The Express mail option is by far the most inexpensive next day delivery service offered in the US. The only problem with Express Mail is that USPS only offers 2nd day delivery to remote locations. So if your customer lives in Podunk, Wyoming, it will definitely take 2 days for your parcel to arrive there.
The low price of choosing USPS to ship your parcels comes at the expense of reliability. Besides Express Mail, USPS does not guarantee the delivery date of any of your parcels. What this means is that you can never predict exactly when a parcel will arrive.

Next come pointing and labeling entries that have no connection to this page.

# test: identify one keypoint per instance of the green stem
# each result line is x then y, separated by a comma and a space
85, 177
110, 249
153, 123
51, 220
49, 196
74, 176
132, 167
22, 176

I’ve even had a few cases where a package took over 3 weeks to arrive at the destination. This can be unacceptable to the customer so you have to take into account the risks.
The other problem with USPS is that they provide inaccurate tracking. Sometimes, the tracking only kicks in once your parcel has reached its destination which makes it pretty useless.
You can always negotiate with UPS for lower rates if you ship a large volume of packages. For the purposes of my analysis, I’m going to assume out of the box pricing.
UPS shipping costs tend to be on the higher side. I’m not sure exactly why the non-negotiated prices are so high but I suspect its because UPS is unionized. It really only becomes economical to ship UPS if your package exceeds 3 pounds. In addition to ground shipping, UPS also offers 3 day, 2 day and next day shipping depending on your needs.
UPS is one of the most reliable shipping carriers available. At any time, you can track your package to find out exactly where it is. In my experience, they are almost always on time.
Fed Ex used to only be known for their next day delivery service. For a while now, they’ve been offering a ground service as well at really low prices. Fed Ex is cheaper than UPS and USPS for packages exceeding 3 pounds. If you sign up for an account, you get an additional 15% off shipping right off the bat as well.
As far as I can tell, Fed Ex is just as reliable as UPS if not more so. They also offer detailed tracking of your package every step of the way.
Choosing The Right Shipping Carrier
If price is your main concern, then go with USPS for packages up to 2 pounds. If your package is really heavy, consider using the Priority Mail flat rate boxes if your item will fit in the box.
You can also further reduce your shipping costs by going with a USPS provider called ShippingEasy.com. For almost all of the services that the United States Postal Service provides, ShippingEasy.com can provide you with significant discounts on shipping.
Also, all of the other shipping carriers like FedEx, UPS, USPS and DHL are nicely integrated into a single interface. Check them out as the service is 100% free for up to 50 shipments per month.
Otherwise, Fed Ex is your next economical option. I really don’t see a reason to use UPS at all unless you can negotiate down the prices. I’ve heard that for large businesses, UPS can get very aggressive on pricing.
Since this blog is about small businesses, Fed Ex will most likely be the cheaper option. Make sure you negotiate!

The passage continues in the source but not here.